La violación sexual no es un fenómeno nuevo. Tiene una historia que, como toda historia de violencia, está cifrada en la cultura y relacionada con la libertad14. La apropiación de los cuerpos de las mujeres se ha vinculado con la esclavitud, práctica milenaria universal; los pueblos conquistadores hicieron de los hombres fuerza de trabajo y de las mujeres objetos de placer y fuerza de trabajo. En nuestro continente, han sido utilizadas como botín de guerra antes y durante la conquista española, en las guerras de independencia, y más recientemente en los conflictos étnicos, en las dictaduras militares, en las luchas por los territorios ocupados por bandas de narcotráfico (CLADEM, 2007).
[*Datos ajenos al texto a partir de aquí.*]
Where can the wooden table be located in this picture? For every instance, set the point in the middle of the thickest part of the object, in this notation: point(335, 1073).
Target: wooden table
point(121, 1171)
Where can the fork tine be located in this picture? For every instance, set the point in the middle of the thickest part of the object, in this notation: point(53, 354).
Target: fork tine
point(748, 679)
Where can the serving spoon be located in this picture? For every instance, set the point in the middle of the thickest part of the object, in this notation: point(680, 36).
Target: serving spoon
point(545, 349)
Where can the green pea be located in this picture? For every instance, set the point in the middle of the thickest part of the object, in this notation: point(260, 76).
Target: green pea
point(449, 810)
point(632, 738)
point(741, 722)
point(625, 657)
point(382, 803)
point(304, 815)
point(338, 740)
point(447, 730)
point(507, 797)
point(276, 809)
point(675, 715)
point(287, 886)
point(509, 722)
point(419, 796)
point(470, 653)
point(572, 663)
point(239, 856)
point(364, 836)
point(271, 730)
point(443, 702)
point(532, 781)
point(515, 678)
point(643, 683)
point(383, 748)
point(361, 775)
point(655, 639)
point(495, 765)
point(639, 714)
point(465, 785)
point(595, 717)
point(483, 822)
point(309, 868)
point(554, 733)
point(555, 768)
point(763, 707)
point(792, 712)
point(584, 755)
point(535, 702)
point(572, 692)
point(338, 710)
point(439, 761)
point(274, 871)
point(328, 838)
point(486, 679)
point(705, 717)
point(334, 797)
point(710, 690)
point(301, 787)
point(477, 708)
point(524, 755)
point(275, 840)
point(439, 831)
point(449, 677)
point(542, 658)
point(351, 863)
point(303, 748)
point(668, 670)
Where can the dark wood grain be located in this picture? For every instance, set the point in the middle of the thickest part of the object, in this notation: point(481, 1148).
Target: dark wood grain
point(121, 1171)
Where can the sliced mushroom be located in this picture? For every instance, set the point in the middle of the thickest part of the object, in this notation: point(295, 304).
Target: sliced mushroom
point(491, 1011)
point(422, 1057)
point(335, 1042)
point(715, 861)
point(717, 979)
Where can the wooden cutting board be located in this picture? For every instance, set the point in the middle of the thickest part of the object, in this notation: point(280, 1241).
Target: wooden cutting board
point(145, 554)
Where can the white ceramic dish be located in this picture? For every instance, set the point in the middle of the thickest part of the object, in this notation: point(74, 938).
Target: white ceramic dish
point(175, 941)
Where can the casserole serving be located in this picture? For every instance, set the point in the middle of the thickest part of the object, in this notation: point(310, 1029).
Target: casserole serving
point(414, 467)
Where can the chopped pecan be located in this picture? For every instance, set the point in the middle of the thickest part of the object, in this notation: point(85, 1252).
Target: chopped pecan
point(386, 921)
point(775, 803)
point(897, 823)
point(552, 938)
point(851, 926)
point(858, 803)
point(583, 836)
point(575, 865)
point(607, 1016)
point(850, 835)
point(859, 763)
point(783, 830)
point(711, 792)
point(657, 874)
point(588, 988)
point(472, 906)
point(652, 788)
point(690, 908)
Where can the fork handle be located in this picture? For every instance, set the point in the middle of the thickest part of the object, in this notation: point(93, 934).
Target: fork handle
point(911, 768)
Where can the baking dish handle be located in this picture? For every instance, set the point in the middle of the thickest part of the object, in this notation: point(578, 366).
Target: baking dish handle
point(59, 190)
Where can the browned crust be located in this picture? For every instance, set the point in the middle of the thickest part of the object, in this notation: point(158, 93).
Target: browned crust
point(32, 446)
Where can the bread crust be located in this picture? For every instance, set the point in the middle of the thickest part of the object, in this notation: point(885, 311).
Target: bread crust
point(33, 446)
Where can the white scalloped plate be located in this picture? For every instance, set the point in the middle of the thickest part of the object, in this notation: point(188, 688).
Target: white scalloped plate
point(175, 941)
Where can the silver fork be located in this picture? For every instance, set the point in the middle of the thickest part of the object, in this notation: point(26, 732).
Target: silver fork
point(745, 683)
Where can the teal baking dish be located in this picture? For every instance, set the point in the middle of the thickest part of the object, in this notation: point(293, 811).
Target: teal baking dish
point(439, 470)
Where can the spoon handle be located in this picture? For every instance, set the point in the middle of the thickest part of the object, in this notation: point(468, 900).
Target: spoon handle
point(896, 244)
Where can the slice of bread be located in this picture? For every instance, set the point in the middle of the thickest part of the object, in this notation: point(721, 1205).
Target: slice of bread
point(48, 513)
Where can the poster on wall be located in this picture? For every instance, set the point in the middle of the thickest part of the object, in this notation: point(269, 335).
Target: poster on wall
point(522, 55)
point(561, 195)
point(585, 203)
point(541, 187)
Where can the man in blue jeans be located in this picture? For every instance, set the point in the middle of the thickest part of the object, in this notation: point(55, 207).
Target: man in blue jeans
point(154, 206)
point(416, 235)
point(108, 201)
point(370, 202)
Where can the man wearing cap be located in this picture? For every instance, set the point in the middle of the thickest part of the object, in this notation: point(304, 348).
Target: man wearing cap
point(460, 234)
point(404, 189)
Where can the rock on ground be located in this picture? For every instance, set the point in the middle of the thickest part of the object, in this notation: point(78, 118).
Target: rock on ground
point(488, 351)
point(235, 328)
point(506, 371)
La violación entró en la ley de manera oblicua, como un delito contra la propiedad; en esa lógica, el violador vulneraba el derecho de otro hombre: el dueño de la mujer15. Por ello la violencia sexual contra las mujeres ha sido utilizada como estrategia de sometimiento y control sobre las propias mujeres o contra el grupo al que pertenecen o representan. Este proceso de cosificación impide reconocer a las mujeres como seres con voluntad propia y, en consecuencia, definir la violencia como un ataque a su libertad. Esto se logra, en el terreno formal, apenas en la segunda mitad del siglo xx.
Paralelamente, la historia de los derechos humanos es la historia del reconocimiento de la libertad y la dignidad: todas las personas deben disfrutar un conjunto de prerrogativas básicas que les permitan una vida digna. El sujeto de los derechos humanos, que en sus orígenes (fines del siglo XVIII) era muy acotado, se ha ampliado sensiblemente hasta ostentar, por lo menos en el nivel declarativo, un carácter universal. En 1926, la Convención contra la esclavitud, que veintiséis años más tarde sería complementada, condena expresamente el ejercicio de derechos de propiedad (o algunos de ellos) sobre otra persona; curiosamente, ese documento no abordó, siquiera marginalmente, la condición específica de las mujeres.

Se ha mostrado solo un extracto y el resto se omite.